Unfortunatly not, and reconstruction is impossibel(tm). "Back then(more
than half a year ago)" i didn't see that as important.
Bis denn
--
Real Programmers consider "what you see is what you get" to be just as
bad a concept in Text Editors as it is in women. No, the Real Programmer
wants a "you asked for it, you got it" text editor -- complicated,
cryptic, powerful, unforgiving, dangerous.
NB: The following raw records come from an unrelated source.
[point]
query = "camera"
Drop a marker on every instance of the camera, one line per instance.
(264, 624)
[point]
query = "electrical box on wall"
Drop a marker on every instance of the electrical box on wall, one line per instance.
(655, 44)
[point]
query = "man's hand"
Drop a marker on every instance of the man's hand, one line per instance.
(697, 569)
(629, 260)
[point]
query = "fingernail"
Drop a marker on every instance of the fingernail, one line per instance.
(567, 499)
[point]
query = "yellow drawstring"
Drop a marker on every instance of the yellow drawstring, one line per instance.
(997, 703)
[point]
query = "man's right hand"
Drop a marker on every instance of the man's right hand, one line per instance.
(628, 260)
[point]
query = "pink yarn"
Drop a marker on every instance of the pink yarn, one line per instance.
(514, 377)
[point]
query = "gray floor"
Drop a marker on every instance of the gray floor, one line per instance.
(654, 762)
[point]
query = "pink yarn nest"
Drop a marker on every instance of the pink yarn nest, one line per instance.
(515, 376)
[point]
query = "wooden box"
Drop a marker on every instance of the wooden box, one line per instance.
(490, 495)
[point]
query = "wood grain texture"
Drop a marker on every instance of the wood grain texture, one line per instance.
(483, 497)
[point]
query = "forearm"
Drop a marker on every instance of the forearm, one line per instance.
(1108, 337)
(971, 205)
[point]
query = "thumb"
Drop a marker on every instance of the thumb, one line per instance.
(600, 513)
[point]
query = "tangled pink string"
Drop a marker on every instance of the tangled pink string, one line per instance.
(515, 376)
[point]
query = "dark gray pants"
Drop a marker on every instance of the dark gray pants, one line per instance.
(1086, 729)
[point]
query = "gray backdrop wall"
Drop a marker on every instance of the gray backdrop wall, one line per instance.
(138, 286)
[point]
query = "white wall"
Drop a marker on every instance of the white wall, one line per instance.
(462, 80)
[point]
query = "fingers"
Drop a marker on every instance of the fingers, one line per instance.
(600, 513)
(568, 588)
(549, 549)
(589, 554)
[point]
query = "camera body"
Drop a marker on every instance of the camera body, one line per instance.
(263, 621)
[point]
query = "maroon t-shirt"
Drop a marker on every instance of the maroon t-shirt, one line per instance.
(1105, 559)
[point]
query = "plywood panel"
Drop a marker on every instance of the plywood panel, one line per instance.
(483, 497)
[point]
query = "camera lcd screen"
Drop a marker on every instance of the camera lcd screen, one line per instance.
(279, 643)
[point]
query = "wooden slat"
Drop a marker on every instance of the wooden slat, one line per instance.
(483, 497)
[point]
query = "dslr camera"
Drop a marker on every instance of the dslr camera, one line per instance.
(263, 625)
On Thu, Jan 22, 2004 at 02:36:09AM +0000, Jamie Lokier wrote:
> Matthias Schniedermeyer wrote:
> > *2: I had a direcory of about 1,5 Million images and "md5sum"med them to
> > eliminate doubles. The Log-file, at one point, had the same md5sum as
> > one of the pictures.
>
> Something similar happened to me once. Two different files with the
> same result from md5sum.
>
> When I ran md5sum again, it still reported the same results.
>
> Then when I flushed the page cache and ran it again, it reported
> different results.
>
> I concluded it was a rare page cache corruption heisenbug. Scary.
I can 100% exclude Linux-Errors. The machine (still) runs with Solaris 8.
Bis denn
--
Real Programmers consider "what you see is what you get" to be just as
bad a concept in Text Editors as it is in women. No, the Real Programmer
wants a "you asked for it, you got it" text editor -- complicated,
cryptic, powerful, unforgiving, dangerous.